Consider the simple 1-D fitting example presented in the Astropy modeling webpage [R44]. There, two models (Box and Gaussian) were fitted to a source flux using the least squares statistic. However, the fittings themselves do not tell much about which model better represents this hypothetical source. Therefore, we are going to apply to BIC in order to decide in favor of a model.

>>> import numpy as np
>>> from astropy.modeling import models, fitting
>>> from astropy.stats.info_theory import bayesian_info_criterion_lsq
>>> # Generate fake data
>>> np.random.seed(0)
>>> x = np.linspace(-5., 5., 200)
>>> y = 3 * np.exp(-0.5 * (x - 1.3)**2 / 0.8**2)
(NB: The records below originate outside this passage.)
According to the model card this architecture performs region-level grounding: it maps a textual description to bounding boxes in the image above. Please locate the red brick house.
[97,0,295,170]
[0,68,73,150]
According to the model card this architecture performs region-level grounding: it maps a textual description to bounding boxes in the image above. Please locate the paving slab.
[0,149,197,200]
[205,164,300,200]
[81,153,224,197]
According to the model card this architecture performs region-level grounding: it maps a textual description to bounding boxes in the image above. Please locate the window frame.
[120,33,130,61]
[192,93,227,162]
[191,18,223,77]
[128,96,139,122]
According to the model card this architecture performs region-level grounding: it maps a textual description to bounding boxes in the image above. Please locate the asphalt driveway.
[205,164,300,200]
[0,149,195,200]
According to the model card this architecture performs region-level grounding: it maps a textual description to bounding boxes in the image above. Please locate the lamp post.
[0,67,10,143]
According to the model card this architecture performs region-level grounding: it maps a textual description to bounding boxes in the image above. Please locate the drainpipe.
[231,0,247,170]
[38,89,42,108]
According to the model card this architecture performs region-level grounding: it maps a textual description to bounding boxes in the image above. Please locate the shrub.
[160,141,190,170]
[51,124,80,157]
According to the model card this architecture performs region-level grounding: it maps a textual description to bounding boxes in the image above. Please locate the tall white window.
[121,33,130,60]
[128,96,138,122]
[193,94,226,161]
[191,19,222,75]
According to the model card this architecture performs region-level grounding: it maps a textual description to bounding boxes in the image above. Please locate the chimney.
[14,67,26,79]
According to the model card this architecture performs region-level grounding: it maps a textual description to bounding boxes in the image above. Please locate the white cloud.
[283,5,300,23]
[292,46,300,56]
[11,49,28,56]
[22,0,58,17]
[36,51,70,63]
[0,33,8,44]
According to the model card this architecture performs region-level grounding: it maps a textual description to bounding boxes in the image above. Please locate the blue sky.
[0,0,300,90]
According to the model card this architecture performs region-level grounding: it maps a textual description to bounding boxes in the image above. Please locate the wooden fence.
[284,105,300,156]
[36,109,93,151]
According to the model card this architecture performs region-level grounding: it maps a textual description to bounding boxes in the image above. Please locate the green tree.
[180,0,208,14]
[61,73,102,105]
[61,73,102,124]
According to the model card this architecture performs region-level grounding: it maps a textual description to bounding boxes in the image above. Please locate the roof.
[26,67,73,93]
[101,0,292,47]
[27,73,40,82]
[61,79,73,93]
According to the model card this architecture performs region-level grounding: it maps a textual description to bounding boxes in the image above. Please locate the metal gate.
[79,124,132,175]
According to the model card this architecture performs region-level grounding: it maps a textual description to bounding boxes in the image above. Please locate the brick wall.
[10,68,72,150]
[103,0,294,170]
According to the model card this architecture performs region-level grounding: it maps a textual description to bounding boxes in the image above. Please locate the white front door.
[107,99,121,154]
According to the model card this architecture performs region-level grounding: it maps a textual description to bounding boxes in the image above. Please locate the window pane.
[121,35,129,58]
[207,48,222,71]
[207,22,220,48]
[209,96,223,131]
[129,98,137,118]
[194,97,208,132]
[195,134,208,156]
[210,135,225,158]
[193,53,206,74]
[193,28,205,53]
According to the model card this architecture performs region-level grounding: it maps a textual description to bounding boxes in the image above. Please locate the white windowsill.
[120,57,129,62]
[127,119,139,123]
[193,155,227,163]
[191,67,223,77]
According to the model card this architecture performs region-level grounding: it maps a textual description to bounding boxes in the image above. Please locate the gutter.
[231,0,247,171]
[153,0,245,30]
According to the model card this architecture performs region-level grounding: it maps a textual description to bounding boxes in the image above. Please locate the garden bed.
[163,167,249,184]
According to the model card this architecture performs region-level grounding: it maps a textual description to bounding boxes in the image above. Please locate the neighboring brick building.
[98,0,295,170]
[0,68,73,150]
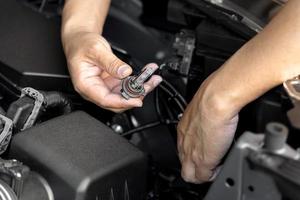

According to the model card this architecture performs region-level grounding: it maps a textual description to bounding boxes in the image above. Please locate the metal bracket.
[21,87,44,131]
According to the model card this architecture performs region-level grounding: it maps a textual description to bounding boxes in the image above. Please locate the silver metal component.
[265,122,289,153]
[0,115,13,155]
[0,159,30,197]
[283,76,300,129]
[121,67,158,100]
[21,87,44,131]
[111,124,124,134]
[0,180,18,200]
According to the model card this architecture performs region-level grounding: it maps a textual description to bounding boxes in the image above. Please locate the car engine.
[0,0,300,200]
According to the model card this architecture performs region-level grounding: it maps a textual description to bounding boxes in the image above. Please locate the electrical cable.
[121,120,178,137]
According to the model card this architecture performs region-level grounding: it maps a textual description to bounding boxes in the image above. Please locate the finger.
[195,166,214,183]
[86,86,143,109]
[181,156,197,183]
[97,49,132,79]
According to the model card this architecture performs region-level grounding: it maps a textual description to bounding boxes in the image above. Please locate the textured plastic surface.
[10,112,147,200]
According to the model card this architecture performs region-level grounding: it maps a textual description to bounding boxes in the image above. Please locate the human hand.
[177,77,238,183]
[64,32,162,112]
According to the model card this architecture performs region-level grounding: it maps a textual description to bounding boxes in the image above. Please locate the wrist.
[195,74,243,120]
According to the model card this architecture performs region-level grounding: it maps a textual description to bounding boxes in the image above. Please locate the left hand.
[177,77,238,183]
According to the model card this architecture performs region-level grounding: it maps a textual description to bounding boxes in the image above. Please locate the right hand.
[64,32,162,112]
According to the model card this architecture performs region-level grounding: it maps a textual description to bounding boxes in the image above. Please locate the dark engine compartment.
[0,0,299,200]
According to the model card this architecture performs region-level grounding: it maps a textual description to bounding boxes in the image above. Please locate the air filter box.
[9,112,147,200]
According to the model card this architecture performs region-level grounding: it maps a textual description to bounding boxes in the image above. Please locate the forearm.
[62,0,110,40]
[202,0,300,115]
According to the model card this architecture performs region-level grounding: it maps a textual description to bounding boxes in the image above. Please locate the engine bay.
[0,0,300,200]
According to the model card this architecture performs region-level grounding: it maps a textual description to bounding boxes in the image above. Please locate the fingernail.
[118,65,131,77]
[153,77,162,87]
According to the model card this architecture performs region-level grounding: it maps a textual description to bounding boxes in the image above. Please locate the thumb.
[99,51,132,79]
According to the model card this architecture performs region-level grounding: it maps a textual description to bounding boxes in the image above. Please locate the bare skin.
[178,0,300,183]
[62,0,162,112]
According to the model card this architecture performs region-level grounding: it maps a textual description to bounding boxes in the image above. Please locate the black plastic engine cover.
[9,112,147,200]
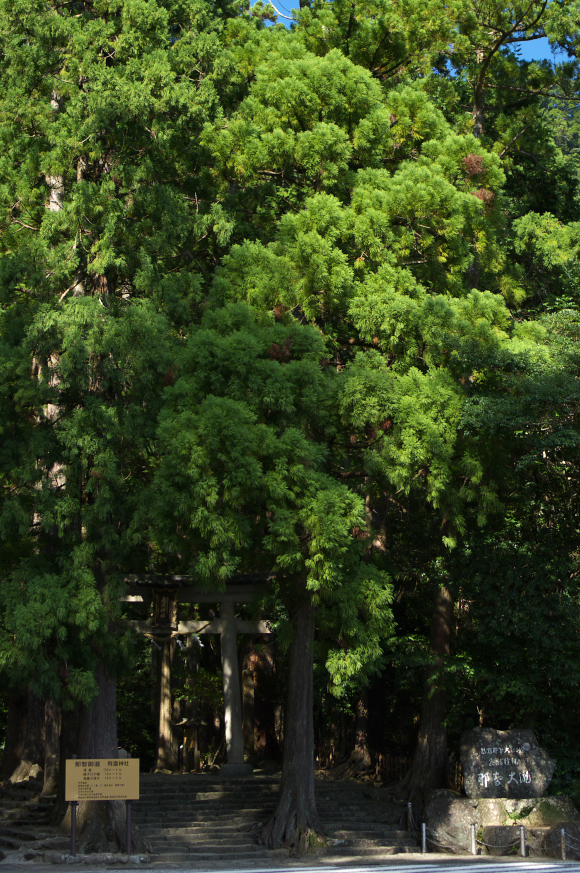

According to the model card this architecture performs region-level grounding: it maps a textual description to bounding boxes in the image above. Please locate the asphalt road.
[0,855,580,873]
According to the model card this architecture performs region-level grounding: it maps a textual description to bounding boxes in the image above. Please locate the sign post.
[65,758,139,856]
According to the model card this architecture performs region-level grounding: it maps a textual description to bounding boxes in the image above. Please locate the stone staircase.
[133,774,418,867]
[0,779,70,860]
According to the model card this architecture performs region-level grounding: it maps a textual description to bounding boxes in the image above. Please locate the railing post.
[560,828,566,861]
[125,800,131,855]
[70,800,78,858]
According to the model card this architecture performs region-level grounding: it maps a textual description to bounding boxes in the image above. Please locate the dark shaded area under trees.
[0,0,580,851]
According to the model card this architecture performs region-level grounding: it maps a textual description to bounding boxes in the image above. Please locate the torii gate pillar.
[220,602,254,779]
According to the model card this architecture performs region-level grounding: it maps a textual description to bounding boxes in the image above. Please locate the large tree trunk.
[63,665,144,854]
[0,694,26,781]
[259,583,320,853]
[42,698,61,794]
[10,690,44,782]
[404,586,453,808]
[155,638,177,770]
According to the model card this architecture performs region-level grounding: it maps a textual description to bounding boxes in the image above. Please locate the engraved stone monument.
[460,728,556,799]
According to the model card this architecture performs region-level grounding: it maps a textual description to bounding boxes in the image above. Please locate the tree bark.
[62,664,145,854]
[404,586,453,808]
[10,690,44,782]
[155,638,177,770]
[0,694,26,781]
[259,582,321,854]
[42,698,61,794]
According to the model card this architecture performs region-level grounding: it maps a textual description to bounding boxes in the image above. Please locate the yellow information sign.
[65,758,139,801]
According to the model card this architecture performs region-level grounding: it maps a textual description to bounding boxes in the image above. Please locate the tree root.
[258,812,326,855]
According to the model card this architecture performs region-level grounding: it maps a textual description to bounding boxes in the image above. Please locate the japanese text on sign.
[65,758,139,801]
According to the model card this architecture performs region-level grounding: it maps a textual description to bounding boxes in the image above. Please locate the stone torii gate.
[122,573,272,778]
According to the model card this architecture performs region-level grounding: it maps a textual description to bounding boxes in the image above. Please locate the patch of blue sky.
[510,36,567,63]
>>> y += np.random.normal(0., 0.2, x.shape)
>>> # Fit the data using a Box model
>>> t_init = models.Trapezoid1D(amplitude=1., x_0=0., width=1., slope=0.5)
>>> fit_t = fitting.LevMarLSQFitter()
>>> t = fit_t(t_init, x, y)
>>> # Fit the data using a Gaussian
>>> g_init = models.Gaussian1D(amplitude=1., mean=0, stddev=1.)
>>> fit_g = fitting.LevMarLSQFitter()
>>> g = fit_g(g_init, x, y)
>>> # Compute the mean squared errors
>>> ssr_t = np.sum((t(x) - y)*(t(x) - y))
>>> ssr_g = np.sum((g(x) - y)*(g(x) - y))
>>> # Compute the bics
>>> bic_t = bayesian_info_criterion_lsq(ssr_t, 4, x.shape[0])
>>> bic_g = bayesian_info_criterion_lsq(ssr_g, 3, x.shape[0])
>>> bic_t - bic_g
30.644474706065466


Hence, there is a very strong evidence that the Gaussian model has a significantly better representation of the data than the Box model. This is, obviously, expected since the true model is Gaussian.